What is CAT? – International Association for Computerized Adaptive Testing

Introduction to CAT

This page provides an introduction to CAT from Prof. David J. Weiss at the University of Minnesota.

CAT Simulations

Computerized adaptive testing (CAT) is the redesign of psychological and educational measuring instruments for delivery by interactive computers. CAT can be used for tests of ability or achievement and for measures of personality and attitudinal variables. Its objective is to select, for each examinee, the set of test questions from a pre-calibrated item bank that simultaneously most effectively and efficiently measures that person on the trait.

This section focuses on CAT that uses item response theory (IRT) as the psychometric model. Not all approaches to CAT use IRT. When a test is being used to classify an examinee, the problem can be approached from an IRT perspective or from a decision theory perspective. For example, Lawrence Rudner has proposed a measurement decision theory (MDT) approach to making mastery or other dichotomous classification decisions.

The First Adaptive Test: Alfred Binet & IQ

The basic principle of adapting a test to each examinee was recognized in the very early days of psychological measurement, even before the development of the standardized conventional paper-and-pencil test, by Alfred Binet in the development of the Binet IQ test (Binet & Simon, 1905) which later was published as the Stanford-Binet IQ Test. Binet’s test was comprised of sets of test items normed by chronological age level.

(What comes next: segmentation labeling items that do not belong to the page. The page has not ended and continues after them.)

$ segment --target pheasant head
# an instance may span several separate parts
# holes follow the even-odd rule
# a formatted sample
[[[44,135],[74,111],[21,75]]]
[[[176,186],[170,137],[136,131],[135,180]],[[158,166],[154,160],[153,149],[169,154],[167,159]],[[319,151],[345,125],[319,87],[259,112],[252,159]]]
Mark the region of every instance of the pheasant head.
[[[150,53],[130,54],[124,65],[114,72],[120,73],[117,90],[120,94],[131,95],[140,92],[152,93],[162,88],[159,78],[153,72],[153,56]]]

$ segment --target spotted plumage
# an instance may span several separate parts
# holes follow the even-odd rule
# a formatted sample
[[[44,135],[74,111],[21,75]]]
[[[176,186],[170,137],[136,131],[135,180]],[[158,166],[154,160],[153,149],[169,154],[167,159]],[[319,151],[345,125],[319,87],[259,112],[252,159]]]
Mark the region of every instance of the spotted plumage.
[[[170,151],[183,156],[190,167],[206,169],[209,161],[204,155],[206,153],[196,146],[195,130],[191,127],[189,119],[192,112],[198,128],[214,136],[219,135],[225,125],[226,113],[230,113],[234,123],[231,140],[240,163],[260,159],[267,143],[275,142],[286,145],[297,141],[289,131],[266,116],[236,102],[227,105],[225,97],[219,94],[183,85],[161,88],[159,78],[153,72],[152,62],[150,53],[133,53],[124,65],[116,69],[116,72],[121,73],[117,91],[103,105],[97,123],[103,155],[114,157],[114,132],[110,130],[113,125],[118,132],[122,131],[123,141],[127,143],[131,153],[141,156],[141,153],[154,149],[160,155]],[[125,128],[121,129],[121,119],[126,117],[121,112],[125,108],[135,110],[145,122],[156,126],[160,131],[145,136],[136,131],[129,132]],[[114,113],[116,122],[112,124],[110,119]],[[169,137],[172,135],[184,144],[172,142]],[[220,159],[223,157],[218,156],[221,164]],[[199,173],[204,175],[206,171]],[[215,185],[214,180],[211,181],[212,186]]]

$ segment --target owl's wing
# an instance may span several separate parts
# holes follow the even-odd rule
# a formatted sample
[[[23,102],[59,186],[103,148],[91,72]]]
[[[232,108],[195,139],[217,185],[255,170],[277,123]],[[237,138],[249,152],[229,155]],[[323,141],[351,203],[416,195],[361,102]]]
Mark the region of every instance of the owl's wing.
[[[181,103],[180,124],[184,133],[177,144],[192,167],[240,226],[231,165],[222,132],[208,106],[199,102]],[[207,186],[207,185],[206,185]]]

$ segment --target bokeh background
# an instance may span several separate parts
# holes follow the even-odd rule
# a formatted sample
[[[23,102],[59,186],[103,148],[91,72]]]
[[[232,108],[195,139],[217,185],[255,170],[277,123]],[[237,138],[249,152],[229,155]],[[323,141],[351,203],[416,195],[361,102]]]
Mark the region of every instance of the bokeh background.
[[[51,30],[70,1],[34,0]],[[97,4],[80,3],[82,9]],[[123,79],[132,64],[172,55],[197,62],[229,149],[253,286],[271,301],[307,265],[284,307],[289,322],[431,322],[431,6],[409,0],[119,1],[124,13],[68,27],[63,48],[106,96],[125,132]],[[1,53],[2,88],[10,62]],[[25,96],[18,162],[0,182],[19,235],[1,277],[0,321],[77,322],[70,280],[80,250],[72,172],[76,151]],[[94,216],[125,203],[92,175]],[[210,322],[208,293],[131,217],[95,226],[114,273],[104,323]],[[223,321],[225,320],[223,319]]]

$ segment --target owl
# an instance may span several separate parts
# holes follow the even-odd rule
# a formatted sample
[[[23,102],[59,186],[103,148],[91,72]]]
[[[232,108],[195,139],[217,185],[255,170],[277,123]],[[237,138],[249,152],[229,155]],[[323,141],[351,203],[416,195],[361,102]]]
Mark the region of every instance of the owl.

Binet’s test administration procedure is a fully adaptive procedure (see example below):

1. It uses a pre-calibrated bank of test items. Binet selected items for each age level if approximately 50% of the children at that age level answered an item correctly. Thus, in the original version of the test, there were sets of items at ages from three years through 11 years. All of these items constituted “Binet’s item bank” for his adaptive test.

2. It is individually administered by a trained psychologist and is designed to “probe” for the level of difficulty (i.e., chronological age) that is most appropriate for each examinee, much as hurdle-jumping probes for the performance level of each athlete.

3. It has a variable starting option. The Binet test is begun by the administrator based on her/his best guess about the examinee’s likely ability level (typically the examinee’s chronological age, but it can be lower or higher if there is information to inform such a starting level).

4. It use a defined scoring method – a set of items at a given age level is administered and immediately scored by the administrator.

5. There is a “branching” or item selection rule that determines which items will next be administered to a given examinee. In the Binet test, the next set of items to be administered is based on the examinee’s performance on each previous set of items. If the examinee has answered some or most of the items at a given age level correctly, usually the items at the next higher age level are administered. If most of the items at a given age level are answered incorrectly, items at the next lower age level are typically administered.

6. There is a pre-defined termination rule. The Binet test is terminated when, for each examinee, both a “ceiling” and a “basal” level have been identified. The ceiling level is the age level at which the examinee incorrectly answers all items; the basal level is the age level at which the examinee correctly answers all the items. The effective range of measurement for each examinee lies between these two levels.

An examinee’s final score on the Binet test is based on the subset of items that she/he answered correctly. In effect, these items are weighted by their age level in arriving at the IQ scores derived from the test, since different examinees will answer both different numbers and subsets of items.

A Computer-Delivered More Efficient Variation of the Binet Test

In 1973 I proposed a variation of the Binet test that required a computer for administration (Weiss, 1973) in an attempt to make the test more efficient. I called it the “stratified adaptive” or “stradaptive” test.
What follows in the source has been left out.